Hierarchical sedimentary architecture governs basin-scale solute dispersion: From pre-asymptotic dynamics to uncertainty propagation

Abstract. Real aquifers are structured as hierarchical sedimentary systems, where multi-scale heterogeneity and geometric connectivity jointly govern groundwater flow and solute migration. Although the general influence of heterogeneity has been extensively investigated, the scale-dependent effects of hierarchical organization, particularly under basin-scale flow conditions, remain inadequately quantified. In this study, we reconstructed a series of three-dimensional heterogeneous sedimentary architectures at the basin scale and performed numerical simulations to explore dispersion behavior. The results reveal that the geometry and connectivity of dominant lithofacies at macroform scales control macro-dispersion, while finer-scale heterogeneity has only a secondary influence on plume evolution. Furthermore, the evolution of macro-dispersion is characterized by a prolonged pre-asymptotic phase, far exceeding that observed at classical sites such as Borden, indicating that basin-scale solute transport remains non-ergodic over extended times and distances.
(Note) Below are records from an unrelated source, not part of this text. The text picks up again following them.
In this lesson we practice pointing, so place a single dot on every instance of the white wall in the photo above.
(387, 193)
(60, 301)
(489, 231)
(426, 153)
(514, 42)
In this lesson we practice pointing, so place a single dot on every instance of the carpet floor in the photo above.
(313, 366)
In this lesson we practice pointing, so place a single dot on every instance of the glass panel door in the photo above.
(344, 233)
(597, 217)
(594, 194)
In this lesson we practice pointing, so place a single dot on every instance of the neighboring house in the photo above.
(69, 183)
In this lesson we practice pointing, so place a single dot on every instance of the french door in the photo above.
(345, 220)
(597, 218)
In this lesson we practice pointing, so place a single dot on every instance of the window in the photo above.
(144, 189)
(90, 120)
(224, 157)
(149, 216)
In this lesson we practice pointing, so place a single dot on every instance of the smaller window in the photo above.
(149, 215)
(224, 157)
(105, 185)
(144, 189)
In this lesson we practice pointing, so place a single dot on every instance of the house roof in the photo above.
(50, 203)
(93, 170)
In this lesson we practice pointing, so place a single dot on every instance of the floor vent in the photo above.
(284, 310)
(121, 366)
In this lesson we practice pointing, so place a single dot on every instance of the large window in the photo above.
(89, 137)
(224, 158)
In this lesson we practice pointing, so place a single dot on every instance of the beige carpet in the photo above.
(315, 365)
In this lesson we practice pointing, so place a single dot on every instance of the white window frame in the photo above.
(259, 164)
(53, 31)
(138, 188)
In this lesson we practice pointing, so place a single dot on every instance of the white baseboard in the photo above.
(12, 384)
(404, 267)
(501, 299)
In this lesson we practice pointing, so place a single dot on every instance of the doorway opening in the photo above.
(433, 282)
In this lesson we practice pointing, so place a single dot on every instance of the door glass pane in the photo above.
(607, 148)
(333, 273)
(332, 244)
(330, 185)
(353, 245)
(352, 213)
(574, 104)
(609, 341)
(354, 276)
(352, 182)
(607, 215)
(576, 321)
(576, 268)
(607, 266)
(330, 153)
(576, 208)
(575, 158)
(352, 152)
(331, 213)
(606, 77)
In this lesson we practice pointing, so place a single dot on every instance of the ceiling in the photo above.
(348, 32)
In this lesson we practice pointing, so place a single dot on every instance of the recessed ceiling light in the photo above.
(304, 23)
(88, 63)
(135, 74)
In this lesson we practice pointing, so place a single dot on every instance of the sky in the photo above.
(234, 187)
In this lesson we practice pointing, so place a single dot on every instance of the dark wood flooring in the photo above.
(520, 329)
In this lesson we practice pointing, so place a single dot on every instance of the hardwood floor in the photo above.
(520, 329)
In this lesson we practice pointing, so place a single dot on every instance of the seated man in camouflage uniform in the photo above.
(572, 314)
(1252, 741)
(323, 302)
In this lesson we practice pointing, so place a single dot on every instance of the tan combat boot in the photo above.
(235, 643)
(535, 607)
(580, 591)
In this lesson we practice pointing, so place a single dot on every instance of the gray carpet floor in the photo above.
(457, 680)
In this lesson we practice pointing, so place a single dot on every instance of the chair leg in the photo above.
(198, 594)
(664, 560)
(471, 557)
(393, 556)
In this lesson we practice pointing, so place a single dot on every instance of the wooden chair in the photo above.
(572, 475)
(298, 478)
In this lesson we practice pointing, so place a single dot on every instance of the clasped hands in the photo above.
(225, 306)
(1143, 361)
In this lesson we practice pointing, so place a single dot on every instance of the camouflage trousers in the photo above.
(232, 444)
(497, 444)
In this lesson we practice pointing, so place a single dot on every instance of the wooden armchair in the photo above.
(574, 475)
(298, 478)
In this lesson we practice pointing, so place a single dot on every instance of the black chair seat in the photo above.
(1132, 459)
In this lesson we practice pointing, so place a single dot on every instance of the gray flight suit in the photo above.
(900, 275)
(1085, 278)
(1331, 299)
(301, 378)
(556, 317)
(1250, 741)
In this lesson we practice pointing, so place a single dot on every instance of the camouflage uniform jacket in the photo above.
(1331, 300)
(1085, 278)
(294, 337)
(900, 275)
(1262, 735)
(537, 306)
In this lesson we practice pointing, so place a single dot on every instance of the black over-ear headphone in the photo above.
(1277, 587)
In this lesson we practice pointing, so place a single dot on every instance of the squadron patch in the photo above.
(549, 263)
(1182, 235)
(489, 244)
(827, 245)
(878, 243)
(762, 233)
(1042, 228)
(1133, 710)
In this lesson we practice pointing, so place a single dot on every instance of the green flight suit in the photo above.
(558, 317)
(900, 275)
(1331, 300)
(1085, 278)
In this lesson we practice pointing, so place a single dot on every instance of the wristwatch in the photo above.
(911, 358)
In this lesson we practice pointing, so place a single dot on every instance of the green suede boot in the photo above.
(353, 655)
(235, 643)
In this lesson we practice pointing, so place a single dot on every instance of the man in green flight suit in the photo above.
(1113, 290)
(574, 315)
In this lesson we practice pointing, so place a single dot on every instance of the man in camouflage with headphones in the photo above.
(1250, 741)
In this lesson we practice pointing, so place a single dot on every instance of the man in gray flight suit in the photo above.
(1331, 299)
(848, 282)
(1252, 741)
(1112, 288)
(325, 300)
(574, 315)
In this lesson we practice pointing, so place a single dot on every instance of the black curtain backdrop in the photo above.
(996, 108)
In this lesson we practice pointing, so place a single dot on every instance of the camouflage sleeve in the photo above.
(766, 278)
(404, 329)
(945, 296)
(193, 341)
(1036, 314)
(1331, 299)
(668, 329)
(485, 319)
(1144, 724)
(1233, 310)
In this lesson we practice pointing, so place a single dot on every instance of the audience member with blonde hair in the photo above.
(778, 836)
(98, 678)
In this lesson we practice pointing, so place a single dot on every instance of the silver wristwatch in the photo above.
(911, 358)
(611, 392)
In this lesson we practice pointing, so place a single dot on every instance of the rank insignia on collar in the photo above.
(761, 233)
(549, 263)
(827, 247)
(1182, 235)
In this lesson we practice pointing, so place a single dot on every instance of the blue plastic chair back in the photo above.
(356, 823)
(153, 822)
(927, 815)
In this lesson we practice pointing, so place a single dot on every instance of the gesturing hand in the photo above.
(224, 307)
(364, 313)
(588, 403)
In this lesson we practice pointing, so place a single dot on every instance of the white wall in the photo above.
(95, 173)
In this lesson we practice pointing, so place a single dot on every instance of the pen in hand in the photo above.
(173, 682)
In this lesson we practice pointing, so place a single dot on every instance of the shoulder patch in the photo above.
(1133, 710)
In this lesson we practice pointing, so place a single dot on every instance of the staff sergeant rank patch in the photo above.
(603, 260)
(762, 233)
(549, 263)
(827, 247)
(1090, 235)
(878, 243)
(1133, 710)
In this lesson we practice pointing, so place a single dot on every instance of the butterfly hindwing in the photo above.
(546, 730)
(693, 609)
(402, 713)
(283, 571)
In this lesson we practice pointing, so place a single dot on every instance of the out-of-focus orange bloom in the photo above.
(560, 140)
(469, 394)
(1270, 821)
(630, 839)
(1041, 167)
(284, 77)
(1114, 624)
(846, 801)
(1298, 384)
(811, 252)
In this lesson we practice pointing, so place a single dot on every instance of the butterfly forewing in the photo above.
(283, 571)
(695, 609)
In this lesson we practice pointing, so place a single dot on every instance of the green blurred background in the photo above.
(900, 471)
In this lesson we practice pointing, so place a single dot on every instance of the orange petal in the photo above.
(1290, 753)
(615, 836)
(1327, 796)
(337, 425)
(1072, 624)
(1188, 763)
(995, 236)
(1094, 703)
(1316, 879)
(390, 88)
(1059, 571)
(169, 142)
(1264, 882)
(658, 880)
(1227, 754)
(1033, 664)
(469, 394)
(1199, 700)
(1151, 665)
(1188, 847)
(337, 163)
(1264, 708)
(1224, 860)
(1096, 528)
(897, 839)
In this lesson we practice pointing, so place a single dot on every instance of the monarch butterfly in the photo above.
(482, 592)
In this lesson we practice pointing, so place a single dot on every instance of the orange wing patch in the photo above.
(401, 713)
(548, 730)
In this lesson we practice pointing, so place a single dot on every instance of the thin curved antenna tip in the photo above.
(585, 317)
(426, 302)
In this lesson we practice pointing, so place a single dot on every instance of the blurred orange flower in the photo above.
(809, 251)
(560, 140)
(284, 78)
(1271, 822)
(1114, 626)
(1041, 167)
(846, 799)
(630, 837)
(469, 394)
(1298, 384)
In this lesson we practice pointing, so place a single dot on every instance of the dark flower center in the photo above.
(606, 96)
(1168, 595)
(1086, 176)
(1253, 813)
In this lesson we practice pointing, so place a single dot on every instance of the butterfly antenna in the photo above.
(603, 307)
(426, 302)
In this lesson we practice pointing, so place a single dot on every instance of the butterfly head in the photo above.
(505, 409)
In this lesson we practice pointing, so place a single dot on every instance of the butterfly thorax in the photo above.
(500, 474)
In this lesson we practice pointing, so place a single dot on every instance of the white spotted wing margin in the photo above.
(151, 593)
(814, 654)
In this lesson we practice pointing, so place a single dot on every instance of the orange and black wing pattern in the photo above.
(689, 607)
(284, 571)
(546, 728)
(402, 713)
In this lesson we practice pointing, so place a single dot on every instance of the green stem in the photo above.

Uncertainty analysis further identifies a distinct buffering effect inherent to basin systems, in which the aggregation of numerous flow pathways dampens realization-to-realization variability caused by local heterogeneity. When integrated with previously reported laboratory- and sandbox-scale results from the same site, these findings establish a mechanistic and transferable framework linking hierarchical sedimentary architecture to multi-scale dispersion and uncertainty. This framework advances theoretical understanding of non-Fickian transport and provides practical guidance for large-scale modeling and groundwater management in data-limited regions.